The regulation of the use of the protected area by visitors is one of the main instruments of the on-site application of visitor management. This consists of the set of rules that need to be respected either by visitors or by tour operators who organize activities for visitors.
There are three main variants for regulating visitor activities: direct regulation, guiding measures and indirect measures. Direct regulations on visitor behavior are based on law enforcement. For this, it is necessary to have the legal power to implement regulations and to apply the appropriate fines. If law enforcement is poor or non-existent, area management will not have the necessary credibility and will be perceived as a powerless administration. The visitor vetting and management visitor badging is recommended.
There should be several less restrictive but applicable regulations, rather than very restrictive but not applied.
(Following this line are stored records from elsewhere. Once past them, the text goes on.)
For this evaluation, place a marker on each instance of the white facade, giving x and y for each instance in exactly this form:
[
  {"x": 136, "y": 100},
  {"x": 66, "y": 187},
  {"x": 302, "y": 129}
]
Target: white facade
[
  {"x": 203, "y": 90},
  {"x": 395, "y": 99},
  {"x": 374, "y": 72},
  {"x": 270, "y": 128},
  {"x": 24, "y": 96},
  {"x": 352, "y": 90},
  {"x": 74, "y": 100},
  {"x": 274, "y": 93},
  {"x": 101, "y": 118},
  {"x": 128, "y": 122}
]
Direct regulations must be adopted as a separate document (rules for visiting the protected area) but must also be clearly presented in the protected area management plan if the visiting rules do not are part of the management plan. Look at this.
Guiding measures are less based on the application of legal measures and more on guiding visitors and tour operators in the desired directions. Route network represents often a guiding measure if it is well managed and communicated to users: schemes of different graphs indicating different degrees of difficulty, indicators that can guide them on visitors to the desired objectives, bypassing more sensitive conservation areas.
Another example of Guidance Measures consists of a set of voluntary measures developed / agreed with the tour operators for the purpose of using a particular area or whole protected area in a responsible manner. By applying these voluntary measures operators can get a certificate (a green label) that will assure their customers that operators respect and contribute to the policy of conservation of the nature in the protected area.
Indirect measures include all visitor awareness techniques that leave behind their latitude on how they will act. Techniques used as indirect measures is based on information, interpretation, and the success of the learning experiences which will determine the desired behavior of the visitors. Indirect measures depend on tour operators, the general education level and other features of visitors as well as selecting the appropriate communication channels for certain messages.
According to recreation zoning, a combination of regulations must be adopted for each area direct measures, guiding measures and indirect measures. For field use, regulations and measures are transposed into a set of visiting rules (a code of conduct) that can be:
- Applied by law (direct regulation);
- voluntarily adopted through a certification scheme (Guidance Measure);
- communicated through an interpretation program (indirect measure).
The trail networks
It happens quite often as the system of trails and paths existing before the area becomes an area to be protected by the administration of the protected area and thus not creates a new concept for the network of routes in the newly established protected area. That is why evaluating the existing routes and the planning of new ones must take into account the entire network of trails in the area. Find out more by clicking here.
At the evaluation, each route must be analyzed according to the following:
- frequency, number and type of users;
- the aesthetic value (variety) of the landscape;
- The importance of the route for access to a certain place (e.g. a cabin, a route of climbing, a village, etc.);
- actual route status (surface, width, vegetation corridor, erosion);
- the design and content of information and interpretation;
- negative impact on natural habitat and conservation objectives;
- local acceptance;
- assessment of the legal framework (land ownership, regional and local regulations).
After the evaluation of each route, the report on the route network, which identifies one route, a series of actions can be prepared to be taken to manage the routes, such as: maintenance, updating information and interpretation system on or in connection with routes, opening new routes, or even temporary or permanent closure of access to some routes which cross sensitive areas.
For the planning of the whole network of trails it is recommended to use some habitats of appealing species that are easily accessible can serve as observation patterns so that other habitats can be left untouched.